Les présidents de la République sont pourtant plus empressés les uns que les autres pour recevoir toutes sortes de champions : football, tennis, rugby, course, judo, etc. Mais Antoine Albeau, jamais. Pourtant, ce solide bonhomme de 45 ans, au sourire éclatant, a battu les plus grands surfeurs du monde, beaucoup moins âgés que lui et que l’on pourrait donc croire en meilleure forme physique. On peut sans doute imaginer que l’air marin de l’île de Ré est la cause de la santé et de la force de ce champion oublié !

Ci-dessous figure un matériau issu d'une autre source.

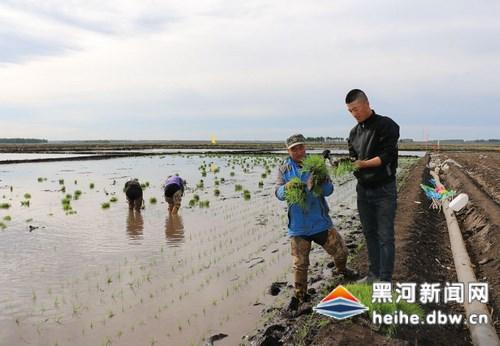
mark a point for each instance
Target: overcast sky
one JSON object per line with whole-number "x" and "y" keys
{"x": 97, "y": 69}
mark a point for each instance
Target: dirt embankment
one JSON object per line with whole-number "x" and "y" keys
{"x": 480, "y": 219}
{"x": 422, "y": 255}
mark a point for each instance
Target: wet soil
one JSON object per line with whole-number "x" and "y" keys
{"x": 480, "y": 218}
{"x": 482, "y": 169}
{"x": 422, "y": 255}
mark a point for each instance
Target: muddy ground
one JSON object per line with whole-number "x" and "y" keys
{"x": 477, "y": 175}
{"x": 423, "y": 254}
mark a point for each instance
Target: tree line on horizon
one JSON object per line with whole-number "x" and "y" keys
{"x": 22, "y": 140}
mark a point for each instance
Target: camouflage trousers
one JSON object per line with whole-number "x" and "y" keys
{"x": 333, "y": 244}
{"x": 175, "y": 200}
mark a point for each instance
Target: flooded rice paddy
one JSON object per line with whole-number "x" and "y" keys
{"x": 77, "y": 273}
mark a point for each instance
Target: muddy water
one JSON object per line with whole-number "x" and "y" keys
{"x": 134, "y": 278}
{"x": 109, "y": 275}
{"x": 31, "y": 156}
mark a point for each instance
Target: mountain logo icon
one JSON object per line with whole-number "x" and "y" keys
{"x": 340, "y": 304}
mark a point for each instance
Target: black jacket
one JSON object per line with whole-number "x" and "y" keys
{"x": 376, "y": 136}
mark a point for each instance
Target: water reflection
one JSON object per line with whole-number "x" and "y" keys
{"x": 135, "y": 225}
{"x": 174, "y": 230}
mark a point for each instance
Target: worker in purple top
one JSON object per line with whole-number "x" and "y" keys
{"x": 174, "y": 190}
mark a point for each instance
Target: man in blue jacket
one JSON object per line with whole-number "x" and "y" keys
{"x": 308, "y": 224}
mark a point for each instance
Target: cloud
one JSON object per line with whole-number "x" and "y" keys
{"x": 220, "y": 62}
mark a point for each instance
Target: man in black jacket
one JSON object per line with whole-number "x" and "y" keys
{"x": 373, "y": 145}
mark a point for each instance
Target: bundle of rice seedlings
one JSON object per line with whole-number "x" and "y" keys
{"x": 342, "y": 167}
{"x": 315, "y": 164}
{"x": 295, "y": 193}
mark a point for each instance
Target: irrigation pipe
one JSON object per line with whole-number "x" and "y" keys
{"x": 481, "y": 334}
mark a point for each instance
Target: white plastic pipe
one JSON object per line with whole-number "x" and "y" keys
{"x": 481, "y": 334}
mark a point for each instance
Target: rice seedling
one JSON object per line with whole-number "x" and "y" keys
{"x": 295, "y": 193}
{"x": 246, "y": 195}
{"x": 342, "y": 167}
{"x": 315, "y": 164}
{"x": 66, "y": 203}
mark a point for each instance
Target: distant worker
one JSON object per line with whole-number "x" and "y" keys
{"x": 133, "y": 191}
{"x": 373, "y": 145}
{"x": 174, "y": 190}
{"x": 308, "y": 224}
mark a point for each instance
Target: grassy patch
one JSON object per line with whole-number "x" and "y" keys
{"x": 295, "y": 193}
{"x": 315, "y": 164}
{"x": 343, "y": 167}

Car en dehors de la presse locale, qui a parlé de ses victoires accumulées au fil des années ? C’est d’ailleurs au Phare de Ré, le journal local, qu’il a déclaré, dimanche dernier après son 24e titre de champion du monde : « Je suis super heureux de cette victoire. Remporter cet événement est la cerise sur le gâteau ! Nouméa est vraiment la plus grosse épreuve de la saison et on a eu de superbes conditions. » Antoine Albeau sait rester modeste. L’an dernier, il n’était arrivé que 5e, et malgré une blessure au genou, la naissance de son fils Alani, malgré l’école de voile qu’il dirige, avec son père, sur la plage de La Couarde-sur-Mer, il a su vaincre les plus grands surfeurs de la planète.

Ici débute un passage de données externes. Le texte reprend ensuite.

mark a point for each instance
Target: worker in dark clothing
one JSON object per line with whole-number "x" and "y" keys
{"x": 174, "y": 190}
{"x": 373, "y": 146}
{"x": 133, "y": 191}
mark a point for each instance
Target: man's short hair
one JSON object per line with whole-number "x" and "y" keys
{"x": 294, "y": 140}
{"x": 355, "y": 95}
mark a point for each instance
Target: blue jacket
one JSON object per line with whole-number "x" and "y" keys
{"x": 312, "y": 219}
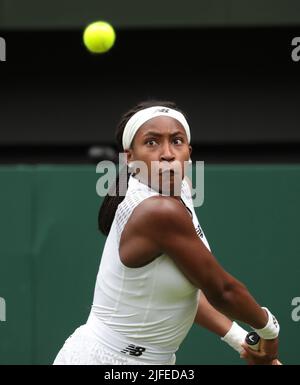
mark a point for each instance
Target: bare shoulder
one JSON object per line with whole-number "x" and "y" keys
{"x": 159, "y": 212}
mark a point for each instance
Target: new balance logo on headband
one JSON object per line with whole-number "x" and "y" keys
{"x": 164, "y": 110}
{"x": 133, "y": 350}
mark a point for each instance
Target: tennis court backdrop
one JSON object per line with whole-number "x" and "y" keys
{"x": 50, "y": 251}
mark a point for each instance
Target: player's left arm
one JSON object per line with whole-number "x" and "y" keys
{"x": 211, "y": 319}
{"x": 230, "y": 332}
{"x": 216, "y": 322}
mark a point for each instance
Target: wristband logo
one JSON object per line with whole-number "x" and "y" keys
{"x": 2, "y": 49}
{"x": 2, "y": 309}
{"x": 296, "y": 311}
{"x": 296, "y": 51}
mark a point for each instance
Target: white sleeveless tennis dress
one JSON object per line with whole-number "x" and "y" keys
{"x": 139, "y": 315}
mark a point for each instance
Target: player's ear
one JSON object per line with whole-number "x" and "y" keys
{"x": 129, "y": 155}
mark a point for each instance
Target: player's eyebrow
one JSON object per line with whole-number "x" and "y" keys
{"x": 157, "y": 133}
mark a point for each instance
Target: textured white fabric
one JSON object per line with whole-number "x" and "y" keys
{"x": 142, "y": 116}
{"x": 83, "y": 348}
{"x": 154, "y": 305}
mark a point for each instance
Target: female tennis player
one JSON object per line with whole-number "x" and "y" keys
{"x": 157, "y": 274}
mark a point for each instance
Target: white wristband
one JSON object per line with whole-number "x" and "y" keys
{"x": 271, "y": 330}
{"x": 235, "y": 337}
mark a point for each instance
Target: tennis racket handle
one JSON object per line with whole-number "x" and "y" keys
{"x": 253, "y": 340}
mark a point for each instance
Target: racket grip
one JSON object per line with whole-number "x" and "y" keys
{"x": 253, "y": 340}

Alors, cher président de la République, Antoine Albeau ne mérite-t-il pas une Légion d’honneur, par ailleurs distribuée un peu à n’importe qui depuis des décennies ? Ou, à défaut, une petite invitation à l’Élysée ? Peut-être que ce dimanche, si Antoine est élu Marin de l’année – titre qu’il a déjà remporté en 2010 -, cela vous convaincra-t-il de penser à Albeau.